A rare complication from inhalation of heated heroin vapour is spongiform leukoencephalopathy. This entity is rare, however, the number of cases that are unrecognized due to non-specific symptoms and often confusing clinical histories is unknown. Spongiform leukoencephalopathy associated with inhalation of heroin vapour has an estimated mortality of 23% [2]. This mortality may be reduced with prompt recognition of this entity and initiation of therapy.
The drug-delivery method of inhaling heated heroin vapour has been around for nearly a century [3]. Chasing is the practice of heating heroin powder over a flame to temperatures between 200°C and 300°C on aluminium foil and inhaling the heated vapour which rises like the tail of a dragon. "Chasing the dragon" is a highly effective mode of drug delivery with rapid, dose-related subjective and objective effects and reproducible bioavailability [4]. Clinical studies of heroin administration have shown chasing to be the most effective drug-delivery method in comparison with other non-intravenous routes, providing approximately 3545% bioavailability of the heroin dose [4]. The relative potency of chasing to intravenous heroin is not known.

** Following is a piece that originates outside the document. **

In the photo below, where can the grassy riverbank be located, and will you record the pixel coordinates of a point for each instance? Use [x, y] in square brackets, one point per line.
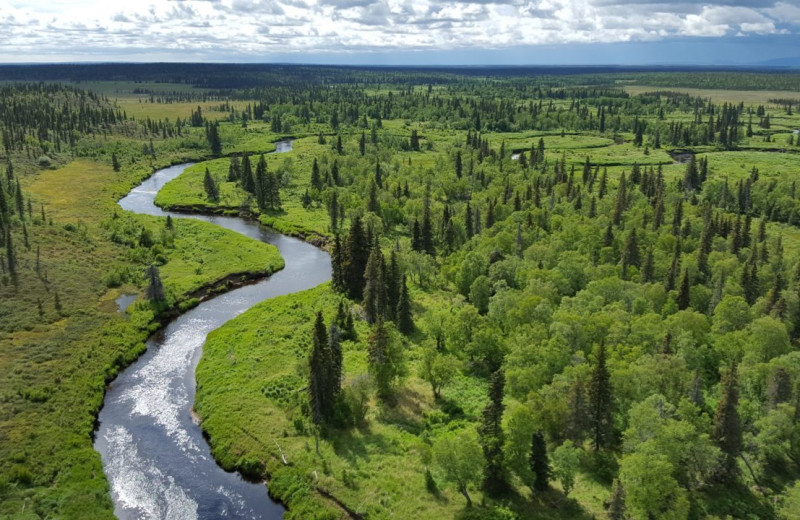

The potentially fatal and disabling complication of spongiform leukoencephalopathy was not recognized until an outbreak in The Netherlands in 1981 [5]. Since the 1980s, much has been written about the clinical, radiographic and pathological nature of this disease. Reports in the literature that include MRI diffusion imaging, ADC mapping and MRS, provide clues to the pathogenesis of heroin-induced spongiform leukoencephalopathy. Nonetheless, the aetiology of the spongiform leukoencephalopathy continues to be elusive.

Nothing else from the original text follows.